›7 21, 2009

内側から見た富士通「成果主義」の崩壊

Category: HR(人事) / 0 Comments: Post / View

富士通の元人事部の城氏による富士通衰退を報告した衝撃の書だった。成果主義が日本の雇用関係に合わないことから、強引に推し進めた結果内部から崩壊が始まり、やがて電機業界へと伝染していった経緯がわかる。

しかし、それにしても電機業界の衰退は酷いと思う。既に死に体の巨大総合電機メーカーが10年以上も改革無しにそもまま延命している。

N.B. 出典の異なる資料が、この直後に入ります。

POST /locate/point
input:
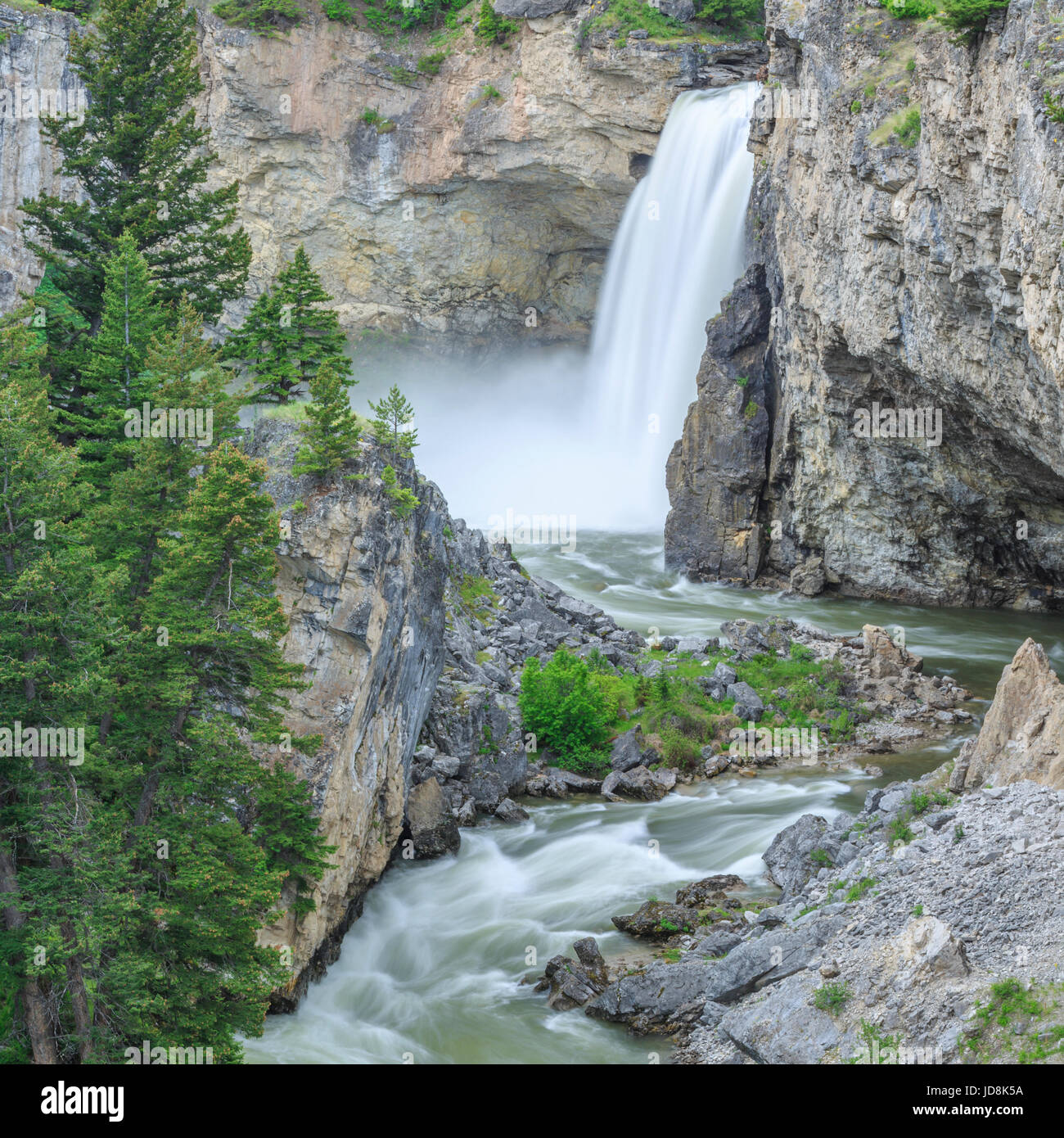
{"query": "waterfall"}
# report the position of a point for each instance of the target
(677, 253)
(569, 437)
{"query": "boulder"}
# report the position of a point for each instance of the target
(661, 1000)
(629, 750)
(809, 578)
(723, 675)
(784, 1027)
(709, 890)
(719, 942)
(582, 784)
(682, 11)
(789, 858)
(748, 703)
(429, 822)
(570, 983)
(886, 659)
(507, 811)
(931, 951)
(1022, 735)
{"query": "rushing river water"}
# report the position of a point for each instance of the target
(431, 972)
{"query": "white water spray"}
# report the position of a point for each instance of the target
(677, 253)
(569, 443)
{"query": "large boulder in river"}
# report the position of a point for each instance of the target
(638, 784)
(709, 890)
(629, 750)
(571, 983)
(886, 659)
(429, 822)
(661, 1000)
(1023, 733)
(658, 921)
(800, 851)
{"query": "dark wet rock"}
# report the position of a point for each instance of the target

富士通もかつては世界を代表する企業であったが、今や落ちぶれまくっている。そして世界主義を取り入れたことにより、無理が生じて工場で自殺者が出るわ、優秀な社員から同業他社に転職して中途採用は下請けや大卒以下レベルしか入ってこないなどさんざんな内容が綴られている。

就職ランキングで少しでも順位を上げるため、採用外のレベルの低い大学にまで会社説明会を開くありさまである。

本業ではさっぱり利益が出ないため、必殺技は子会社の株売却だ。富士通は優良企業ファナックの親会社にあたる。

読むと確かに雇用の問題が衰退している側面はある。年功序列は規模拡大と収益拡大が前提の仕組みだ。しかし、それ以上に電機業界衰退の原因があると思う。グローバル化とメカトロ(電気と機械の融合技術)からデジタルへの移行、リストラ不足などだ。

雇用の問題は電機業界以外でも当てはまる。これまで人切りをしてこなかったトヨタ、バブル期の大量採用を抱えたまま規模が拡大していない業界、例えば大手総合商社、広告、都市銀行、生保、規制で守られているテレビ局といった突出して賃金が高い企業も対応を迫られるだろう。

電機業界にある富士通のライバルNECや世界的ブランドだが低迷しているソニー、日立製作所、東芝、パナソニックは迅速な対応が必要なので見物だ。